On dit qu’un chat échaudé craint l’eau froide. Mais Justin Trudeau, lui, a le don de se mettre lui-même dans l’eau chaude à répétition. Plus spécialement l’eau turquoise des Caraïbes.

Ses vacances en famille ont beau avoir fait scandale à maintes reprises, le premier ministre a tout de même choisi de célébrer le Nouvel An dans une villa de grand luxe au bord de la mer en Jamaïque.

Sable blanc, piscine de rêve, tennis privé… Bienvenue dans la vie des gens riches et célèbres !

Facture pour le contribuable canadien : au moins 162 000 $, selon Radio-Canada. Un montant qui exclut les frais d’utilisation du Challenger de la Défense nationale pour transporter la famille.

Le premier ministre devrait pourtant savoir que ce genre de voyage crée des vagues politiques.

En 2016, ses vacances familiales à la résidence du richissime Aga Khan, aux Bahamas, s’étaient soldées par une facture de 215 000 $ pour les contribuables… et un blâme du Commissaire aux conflits d’intérêts et à l’éthique.

En 2021, il avait dû s’excuser d’avoir fait une escapade à Tofino, sur l’île de Vancouver, au lieu d’accepter une invitation pour célébrer avec une communauté autochtone la toute première Journée nationale de la vérité et de la réconciliation, instaurée par son gouvernement.

Faire amende honorable, c’est bien. Mais encore faut-il ne pas répéter les mêmes erreurs en boucle.

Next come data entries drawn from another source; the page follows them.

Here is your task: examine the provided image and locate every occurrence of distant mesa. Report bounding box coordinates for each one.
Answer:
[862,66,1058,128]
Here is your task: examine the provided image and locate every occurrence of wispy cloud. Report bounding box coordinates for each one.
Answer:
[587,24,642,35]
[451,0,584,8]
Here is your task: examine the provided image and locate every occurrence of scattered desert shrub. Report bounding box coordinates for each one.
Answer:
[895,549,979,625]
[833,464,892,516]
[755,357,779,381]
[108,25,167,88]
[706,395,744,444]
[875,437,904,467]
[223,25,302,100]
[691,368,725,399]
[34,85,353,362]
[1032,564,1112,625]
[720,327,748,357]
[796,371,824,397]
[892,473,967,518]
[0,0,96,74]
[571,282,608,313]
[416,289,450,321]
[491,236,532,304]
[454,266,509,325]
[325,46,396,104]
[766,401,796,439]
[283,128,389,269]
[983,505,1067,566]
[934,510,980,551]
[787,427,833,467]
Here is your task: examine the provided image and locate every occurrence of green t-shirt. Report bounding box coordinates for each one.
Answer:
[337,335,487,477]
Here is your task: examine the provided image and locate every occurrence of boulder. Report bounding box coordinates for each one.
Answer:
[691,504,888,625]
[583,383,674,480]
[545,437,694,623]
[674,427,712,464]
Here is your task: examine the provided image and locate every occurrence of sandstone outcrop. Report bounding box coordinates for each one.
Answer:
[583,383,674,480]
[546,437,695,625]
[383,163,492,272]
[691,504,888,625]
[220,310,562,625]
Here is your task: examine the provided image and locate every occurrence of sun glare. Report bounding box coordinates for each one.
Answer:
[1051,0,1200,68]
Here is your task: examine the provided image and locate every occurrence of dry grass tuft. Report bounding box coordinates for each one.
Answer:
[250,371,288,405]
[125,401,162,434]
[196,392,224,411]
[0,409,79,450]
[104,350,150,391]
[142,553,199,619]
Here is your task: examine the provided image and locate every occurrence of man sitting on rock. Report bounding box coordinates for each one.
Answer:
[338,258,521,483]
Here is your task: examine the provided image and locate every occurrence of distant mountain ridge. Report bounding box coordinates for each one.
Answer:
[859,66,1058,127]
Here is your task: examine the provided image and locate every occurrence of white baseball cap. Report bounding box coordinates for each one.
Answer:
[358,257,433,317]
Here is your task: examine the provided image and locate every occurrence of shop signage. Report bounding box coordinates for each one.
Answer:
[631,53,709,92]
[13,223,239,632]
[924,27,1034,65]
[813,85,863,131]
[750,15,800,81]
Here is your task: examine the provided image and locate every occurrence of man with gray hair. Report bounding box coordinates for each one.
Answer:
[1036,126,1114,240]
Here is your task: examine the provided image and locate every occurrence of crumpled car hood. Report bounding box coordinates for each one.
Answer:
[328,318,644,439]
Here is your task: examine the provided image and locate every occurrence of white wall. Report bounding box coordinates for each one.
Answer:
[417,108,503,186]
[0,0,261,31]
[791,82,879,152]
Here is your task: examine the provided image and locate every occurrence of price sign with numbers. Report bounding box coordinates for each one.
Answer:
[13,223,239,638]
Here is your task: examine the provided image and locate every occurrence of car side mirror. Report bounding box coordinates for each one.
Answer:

Cette fois, il est vrai que Justin Trudeau a obtenu le feu vert du Commissaire à l’éthique avant de se rendre à cette villa appartenant à la famille de Peter Green, ami de longue date de la famille Trudeau.

De plus, le premier ministre a remboursé l’équivalent du prix d’un vol commercial pour lui et sa famille, quoiqu’on ne sache pas s’il a payé d’autres frais de sa poche, notamment pour l’hébergement. Ce point mérite d’être éclairci.

Mais au-delà de la question éthique, il y a la question des perceptions de la part du grand public qui peine à joindre les deux bouts avec l’inflation qui a atteint 6,8 % l’an dernier.

C’est ici que ça accroche.

En passant ses vacances dans un paradis terrestre, Justin Trudeau projette l’image d’un politicien élitiste qui fraie avec des multimillionnaires tirant les ficelles du pouvoir, alors que le Parti libéral répète sans cesse qu’il prend soin de la fameuse « classe-moyenne-et-ceux-qui-travaillent-fort-pour-en-faire-partie ». Une classe moyenne qui a encore sur le cœur le fouillis au bureau des passeports et dans les aéroports.

Bien sûr, les chefs d’État ont le droit à des vacances en famille, comme tout le monde. Ils travaillent fort, ils ont droit de recharger leurs batteries. Et comme ils ne peuvent pas prendre un vol commercial pour aller dans un tout-inclus, sécurité oblige, les contribuables doivent s’attendre à payer la facture.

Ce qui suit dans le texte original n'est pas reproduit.